Sobre el dintel de cada galería había un signo.

Joa volvió a prender la linterna, porque allí la luz era mucho más difusa.

– ¿Conoces alguno de estos signos? -preguntó él.

Los contempló, de izquierda a derecha, siguiendo el número de las siete puertas.



Hizo memoria.

Todo aquello lo había visto en los libros…

David no dijo nada. La dejó pensar.

– El uno es el horizonte -Joa miró la escalera ascendente que surgía de la puerta-. El dos es el símbolo de la casa, y también del templo -miró el recto camino que nacía en ella-. El tres, si no me equivoco, es el paraíso -la escalera que nacía en la puerta descendía-. El cuatro representa la Tierra, un planeta -de allí partía otro camino recto-. El cinco es el llamado anillo Shen, simboliza la eternidad y los egipcios lo utilizaban como amuleto porque protegía del mal -de nuevo unas escaleras ascendían hacia la oscuridad-. El seis equivale a la ciudad -la senda se prolongaba en línea recta-, y el siete es el símbolo de la vida unido al del Sol -era la puerta de su derecha, con la última escalera, nuevamente descendente.

– ¿Por dónde vamos?

Joa no dijo nada. Volvió a mirar las siete puertas que, junto con la puerta por la que acababan de acceder al lugar, conformaban aquel extraño octógono.

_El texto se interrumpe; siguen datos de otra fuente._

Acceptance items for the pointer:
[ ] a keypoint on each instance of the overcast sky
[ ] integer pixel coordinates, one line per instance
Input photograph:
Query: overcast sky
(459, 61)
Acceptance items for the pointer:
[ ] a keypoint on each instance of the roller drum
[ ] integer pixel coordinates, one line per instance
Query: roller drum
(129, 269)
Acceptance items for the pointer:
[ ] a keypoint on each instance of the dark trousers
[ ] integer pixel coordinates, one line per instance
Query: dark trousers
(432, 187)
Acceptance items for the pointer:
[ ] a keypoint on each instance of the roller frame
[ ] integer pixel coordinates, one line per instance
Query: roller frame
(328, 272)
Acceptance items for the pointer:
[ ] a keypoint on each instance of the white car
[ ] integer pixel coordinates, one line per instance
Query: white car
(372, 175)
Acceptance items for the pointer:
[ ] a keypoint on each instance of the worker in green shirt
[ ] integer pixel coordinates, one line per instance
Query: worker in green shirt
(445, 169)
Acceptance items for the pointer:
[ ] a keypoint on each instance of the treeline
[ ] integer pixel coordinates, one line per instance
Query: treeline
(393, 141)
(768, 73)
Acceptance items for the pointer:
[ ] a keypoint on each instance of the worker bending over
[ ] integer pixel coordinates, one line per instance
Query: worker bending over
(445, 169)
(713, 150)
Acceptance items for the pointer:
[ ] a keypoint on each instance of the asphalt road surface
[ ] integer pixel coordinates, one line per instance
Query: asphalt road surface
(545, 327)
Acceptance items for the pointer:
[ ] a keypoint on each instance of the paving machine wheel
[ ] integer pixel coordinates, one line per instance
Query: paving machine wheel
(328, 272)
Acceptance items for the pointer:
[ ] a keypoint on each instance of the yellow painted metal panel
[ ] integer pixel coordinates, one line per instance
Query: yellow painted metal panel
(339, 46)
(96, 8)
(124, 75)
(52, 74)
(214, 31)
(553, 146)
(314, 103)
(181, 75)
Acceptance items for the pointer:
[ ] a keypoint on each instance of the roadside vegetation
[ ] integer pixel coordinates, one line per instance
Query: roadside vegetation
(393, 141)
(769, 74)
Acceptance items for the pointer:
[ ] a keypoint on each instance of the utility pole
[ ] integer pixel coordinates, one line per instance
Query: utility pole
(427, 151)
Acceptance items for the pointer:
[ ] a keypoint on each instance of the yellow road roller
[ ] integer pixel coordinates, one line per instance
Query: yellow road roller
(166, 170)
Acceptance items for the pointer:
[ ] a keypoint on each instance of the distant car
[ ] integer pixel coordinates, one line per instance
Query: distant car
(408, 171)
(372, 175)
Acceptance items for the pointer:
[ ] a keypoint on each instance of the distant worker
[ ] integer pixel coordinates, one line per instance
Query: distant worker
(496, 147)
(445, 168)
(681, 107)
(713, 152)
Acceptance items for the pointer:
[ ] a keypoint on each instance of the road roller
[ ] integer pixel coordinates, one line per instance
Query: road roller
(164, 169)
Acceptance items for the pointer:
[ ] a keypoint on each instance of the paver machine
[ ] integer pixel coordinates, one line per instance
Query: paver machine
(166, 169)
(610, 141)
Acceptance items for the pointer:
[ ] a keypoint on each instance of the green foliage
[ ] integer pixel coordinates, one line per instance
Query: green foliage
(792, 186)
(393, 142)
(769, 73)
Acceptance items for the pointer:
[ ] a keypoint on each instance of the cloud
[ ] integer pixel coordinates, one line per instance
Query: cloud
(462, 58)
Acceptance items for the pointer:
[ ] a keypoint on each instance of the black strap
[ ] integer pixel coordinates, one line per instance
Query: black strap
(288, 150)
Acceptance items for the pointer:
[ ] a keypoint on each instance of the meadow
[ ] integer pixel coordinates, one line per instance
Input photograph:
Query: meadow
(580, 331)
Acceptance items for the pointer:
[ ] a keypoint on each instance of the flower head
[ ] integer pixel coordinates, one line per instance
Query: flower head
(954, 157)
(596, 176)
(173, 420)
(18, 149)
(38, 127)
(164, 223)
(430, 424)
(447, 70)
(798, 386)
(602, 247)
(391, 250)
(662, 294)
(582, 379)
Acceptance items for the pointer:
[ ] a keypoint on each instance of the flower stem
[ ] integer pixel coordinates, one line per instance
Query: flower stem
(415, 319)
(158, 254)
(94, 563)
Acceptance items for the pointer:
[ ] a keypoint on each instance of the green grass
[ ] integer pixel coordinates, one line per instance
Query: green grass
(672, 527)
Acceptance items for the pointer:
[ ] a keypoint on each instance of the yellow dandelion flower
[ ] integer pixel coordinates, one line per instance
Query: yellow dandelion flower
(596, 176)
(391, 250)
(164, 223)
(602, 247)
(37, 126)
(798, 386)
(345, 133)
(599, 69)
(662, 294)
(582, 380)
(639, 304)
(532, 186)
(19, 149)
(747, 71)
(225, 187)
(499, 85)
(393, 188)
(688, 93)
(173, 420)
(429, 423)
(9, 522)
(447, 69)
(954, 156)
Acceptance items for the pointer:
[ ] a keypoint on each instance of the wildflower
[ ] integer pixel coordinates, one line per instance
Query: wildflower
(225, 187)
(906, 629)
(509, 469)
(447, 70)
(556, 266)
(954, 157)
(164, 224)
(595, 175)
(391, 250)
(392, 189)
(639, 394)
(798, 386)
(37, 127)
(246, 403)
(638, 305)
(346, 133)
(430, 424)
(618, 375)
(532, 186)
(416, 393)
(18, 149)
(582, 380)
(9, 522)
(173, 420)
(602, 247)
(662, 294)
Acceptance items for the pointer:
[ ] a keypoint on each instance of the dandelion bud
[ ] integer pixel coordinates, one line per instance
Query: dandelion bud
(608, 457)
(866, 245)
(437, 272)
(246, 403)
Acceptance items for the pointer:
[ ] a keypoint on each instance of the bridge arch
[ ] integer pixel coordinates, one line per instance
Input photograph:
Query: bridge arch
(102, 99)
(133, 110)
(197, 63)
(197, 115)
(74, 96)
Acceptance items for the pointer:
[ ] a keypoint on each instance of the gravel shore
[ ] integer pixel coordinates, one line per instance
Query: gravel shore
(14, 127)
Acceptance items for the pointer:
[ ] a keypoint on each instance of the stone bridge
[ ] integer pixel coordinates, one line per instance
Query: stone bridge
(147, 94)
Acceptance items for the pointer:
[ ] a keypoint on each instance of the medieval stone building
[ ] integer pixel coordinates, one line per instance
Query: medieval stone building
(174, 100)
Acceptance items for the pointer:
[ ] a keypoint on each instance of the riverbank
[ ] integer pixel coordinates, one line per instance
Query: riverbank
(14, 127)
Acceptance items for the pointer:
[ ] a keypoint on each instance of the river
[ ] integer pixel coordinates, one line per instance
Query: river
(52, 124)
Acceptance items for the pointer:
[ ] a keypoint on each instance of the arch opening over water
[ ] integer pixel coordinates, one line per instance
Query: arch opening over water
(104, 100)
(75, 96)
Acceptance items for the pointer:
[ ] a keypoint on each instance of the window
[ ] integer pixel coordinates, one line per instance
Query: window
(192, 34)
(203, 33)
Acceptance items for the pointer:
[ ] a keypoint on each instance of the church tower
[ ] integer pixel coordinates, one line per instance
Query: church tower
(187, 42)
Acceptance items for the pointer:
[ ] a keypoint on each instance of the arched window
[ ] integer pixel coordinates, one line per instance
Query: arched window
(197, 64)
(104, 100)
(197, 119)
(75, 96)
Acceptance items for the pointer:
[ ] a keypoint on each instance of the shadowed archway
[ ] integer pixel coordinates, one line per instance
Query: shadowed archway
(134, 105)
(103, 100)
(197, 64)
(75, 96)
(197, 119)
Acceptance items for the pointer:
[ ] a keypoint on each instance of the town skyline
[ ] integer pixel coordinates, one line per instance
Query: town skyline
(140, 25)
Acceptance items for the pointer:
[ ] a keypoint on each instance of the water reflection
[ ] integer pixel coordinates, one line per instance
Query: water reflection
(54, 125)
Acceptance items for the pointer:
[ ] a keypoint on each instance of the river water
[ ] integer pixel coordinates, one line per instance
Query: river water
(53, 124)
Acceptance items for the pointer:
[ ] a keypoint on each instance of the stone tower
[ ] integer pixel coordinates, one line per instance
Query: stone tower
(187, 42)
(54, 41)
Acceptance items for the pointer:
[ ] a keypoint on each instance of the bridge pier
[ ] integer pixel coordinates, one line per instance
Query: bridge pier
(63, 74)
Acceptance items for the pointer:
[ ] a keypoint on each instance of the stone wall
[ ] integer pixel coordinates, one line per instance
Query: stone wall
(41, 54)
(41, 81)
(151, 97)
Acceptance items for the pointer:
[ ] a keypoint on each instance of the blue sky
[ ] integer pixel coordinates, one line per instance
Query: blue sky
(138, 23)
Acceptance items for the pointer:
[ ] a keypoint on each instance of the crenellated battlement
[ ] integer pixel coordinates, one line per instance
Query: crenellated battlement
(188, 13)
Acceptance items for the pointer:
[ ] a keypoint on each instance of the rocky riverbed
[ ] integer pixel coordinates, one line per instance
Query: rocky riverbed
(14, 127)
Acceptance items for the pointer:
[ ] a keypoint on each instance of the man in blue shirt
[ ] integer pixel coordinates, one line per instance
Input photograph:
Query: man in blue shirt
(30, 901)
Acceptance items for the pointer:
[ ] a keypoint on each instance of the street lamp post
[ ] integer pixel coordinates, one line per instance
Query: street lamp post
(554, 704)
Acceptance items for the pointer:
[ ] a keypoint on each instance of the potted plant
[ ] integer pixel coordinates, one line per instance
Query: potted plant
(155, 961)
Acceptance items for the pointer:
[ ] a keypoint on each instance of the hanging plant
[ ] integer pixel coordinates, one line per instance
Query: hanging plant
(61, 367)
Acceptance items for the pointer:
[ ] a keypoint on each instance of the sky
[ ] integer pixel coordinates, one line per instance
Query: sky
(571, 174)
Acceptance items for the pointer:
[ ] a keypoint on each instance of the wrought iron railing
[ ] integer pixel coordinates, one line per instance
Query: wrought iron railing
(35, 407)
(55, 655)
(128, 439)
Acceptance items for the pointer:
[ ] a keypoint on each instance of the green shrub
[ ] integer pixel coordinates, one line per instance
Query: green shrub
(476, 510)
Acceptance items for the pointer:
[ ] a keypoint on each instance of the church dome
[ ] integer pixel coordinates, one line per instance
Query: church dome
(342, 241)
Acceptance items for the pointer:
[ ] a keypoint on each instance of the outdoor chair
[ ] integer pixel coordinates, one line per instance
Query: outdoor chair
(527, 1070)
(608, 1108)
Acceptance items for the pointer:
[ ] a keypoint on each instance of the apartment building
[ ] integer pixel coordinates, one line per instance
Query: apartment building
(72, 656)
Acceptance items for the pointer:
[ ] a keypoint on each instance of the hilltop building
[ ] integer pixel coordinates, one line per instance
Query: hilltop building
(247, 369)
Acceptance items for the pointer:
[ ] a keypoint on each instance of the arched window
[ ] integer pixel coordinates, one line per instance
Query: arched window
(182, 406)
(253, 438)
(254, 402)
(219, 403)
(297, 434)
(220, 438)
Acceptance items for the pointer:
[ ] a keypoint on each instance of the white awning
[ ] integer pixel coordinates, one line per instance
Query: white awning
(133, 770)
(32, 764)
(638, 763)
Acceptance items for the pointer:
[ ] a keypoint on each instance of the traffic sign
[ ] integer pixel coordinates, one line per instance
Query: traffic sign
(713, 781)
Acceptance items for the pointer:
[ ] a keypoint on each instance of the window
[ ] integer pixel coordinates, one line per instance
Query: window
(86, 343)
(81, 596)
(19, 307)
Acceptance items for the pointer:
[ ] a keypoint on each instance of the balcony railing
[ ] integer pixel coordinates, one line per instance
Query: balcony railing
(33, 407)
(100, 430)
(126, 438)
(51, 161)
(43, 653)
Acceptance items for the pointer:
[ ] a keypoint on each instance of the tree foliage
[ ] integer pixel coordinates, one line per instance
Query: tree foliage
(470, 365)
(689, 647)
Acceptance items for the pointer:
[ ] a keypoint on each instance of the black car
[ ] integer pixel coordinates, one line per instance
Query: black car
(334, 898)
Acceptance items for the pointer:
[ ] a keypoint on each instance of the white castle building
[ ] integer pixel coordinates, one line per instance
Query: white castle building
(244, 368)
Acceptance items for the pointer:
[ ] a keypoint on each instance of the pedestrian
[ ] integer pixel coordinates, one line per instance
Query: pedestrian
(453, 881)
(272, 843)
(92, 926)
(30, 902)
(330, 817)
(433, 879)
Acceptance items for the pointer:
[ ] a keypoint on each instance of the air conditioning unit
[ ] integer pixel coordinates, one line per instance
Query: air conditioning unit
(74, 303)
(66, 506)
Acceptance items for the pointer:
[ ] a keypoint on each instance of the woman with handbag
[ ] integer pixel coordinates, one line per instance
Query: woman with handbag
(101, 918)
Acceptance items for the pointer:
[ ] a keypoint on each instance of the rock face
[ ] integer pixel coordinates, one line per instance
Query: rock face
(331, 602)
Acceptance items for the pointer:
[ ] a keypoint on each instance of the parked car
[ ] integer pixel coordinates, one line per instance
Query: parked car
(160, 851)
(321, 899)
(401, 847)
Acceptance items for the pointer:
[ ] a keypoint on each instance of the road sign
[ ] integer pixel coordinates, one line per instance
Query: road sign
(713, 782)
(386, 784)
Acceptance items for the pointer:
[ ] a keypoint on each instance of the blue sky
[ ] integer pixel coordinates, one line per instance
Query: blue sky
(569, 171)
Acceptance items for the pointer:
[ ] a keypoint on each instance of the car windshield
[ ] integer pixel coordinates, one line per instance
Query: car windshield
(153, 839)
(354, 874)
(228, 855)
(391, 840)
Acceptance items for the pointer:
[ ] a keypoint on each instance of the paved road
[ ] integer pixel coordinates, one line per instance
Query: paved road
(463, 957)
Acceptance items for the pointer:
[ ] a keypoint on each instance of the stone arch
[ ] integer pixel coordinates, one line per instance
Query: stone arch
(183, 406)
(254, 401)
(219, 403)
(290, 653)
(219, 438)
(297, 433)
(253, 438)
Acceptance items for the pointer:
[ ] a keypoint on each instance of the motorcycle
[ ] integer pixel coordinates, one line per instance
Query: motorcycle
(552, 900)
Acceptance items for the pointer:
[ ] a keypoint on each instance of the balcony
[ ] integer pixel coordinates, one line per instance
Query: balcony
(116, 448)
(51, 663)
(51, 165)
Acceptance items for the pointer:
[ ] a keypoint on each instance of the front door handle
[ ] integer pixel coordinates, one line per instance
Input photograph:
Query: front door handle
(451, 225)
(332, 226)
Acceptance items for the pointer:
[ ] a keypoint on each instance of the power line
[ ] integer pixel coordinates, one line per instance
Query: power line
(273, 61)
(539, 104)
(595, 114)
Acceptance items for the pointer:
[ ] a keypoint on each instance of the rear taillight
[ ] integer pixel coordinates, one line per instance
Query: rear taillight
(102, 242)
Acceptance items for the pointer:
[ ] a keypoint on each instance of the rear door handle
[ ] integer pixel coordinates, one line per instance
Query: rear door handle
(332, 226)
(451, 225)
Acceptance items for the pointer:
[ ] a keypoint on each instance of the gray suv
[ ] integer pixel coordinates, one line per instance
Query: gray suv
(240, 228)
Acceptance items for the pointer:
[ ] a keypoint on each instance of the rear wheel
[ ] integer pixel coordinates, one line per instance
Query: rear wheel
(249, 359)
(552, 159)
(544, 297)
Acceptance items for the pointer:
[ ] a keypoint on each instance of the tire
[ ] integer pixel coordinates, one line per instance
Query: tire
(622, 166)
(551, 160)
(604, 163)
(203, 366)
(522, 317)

Sólo una conducía al siguiente paso.

Horizonte, casa, paraíso, planeta, anillo, ciudad, vida.

– Yo voto por la vida o el paraíso -se inclinó David.

– No.

– ¿Por qué?

– Porque todos simbolizan cosas, pero sólo uno representa algo que los egipcios utilizaban y en lo que creían físicamente.

– ¿El anillo?

– Sí.

– ¿Estás segura?

– ¿A estas alturas no te fías de mí?

David miró las escaleras de la puerta número cinco.

– ¿No crees que lo normal sería que fuéramos por un camino horizontal o descendente?

– Encontraríamos las cámaras de la reflexión y la piedad.

– ¿Y eso qué puede significar?

– Siento un enorme dolor que emana de esas puertas -suspiró ella-. Es algo… emocional, físico incluso.

– ¿Dolor? -se preocupó él.

– Cada uno de estos caminos está hecho para expiar los pecados. Hay trampas, muerte, pero sobre todo está el encuentro con uno mismo, con el lado oscuro, ese yo interior que nos acecha y nos aterra.

David seguía muy quieto.

– Vamos por la número cinco -se rindió.

Joa no secundó su gesto de seguir avanzando.

– ¿Qué sucede? -su compañero se detuvo bajo el dintel de la puerta señalizada con el anillo Shen.

Ella miraba fijamente la número dos.

Dio un paso en su dirección.

– ¿Joa?

De pronto echó a correr cruzando su marco.

– ¡Joa! ¿Qué haces? La puerta dos es una trampa

– La siguió sin embargo. Le llevaba tres metros de ventaja. La linterna trazaba círculos irreales en la oscuridad.

Una pesada atmósfera comenzó a nublarles los sentidos, espesando sus sensaciones. David intentó atraparla, temiendo que una fuerza desconocida la hubiese arrastrado inexorablemente hacia el abismo. El camino ya no era recto, serpenteaba a derecha e izquierda.

Debieron de correr unos veinte metros.

Hasta que Joa de detuvo y exhaló un grito:

– ¡Amina!

La chica, iluminada espectralmente por la linterna, estaba medio sepultada por una pared que se le había venido encima tras pisar probablemente una trampa del suelo.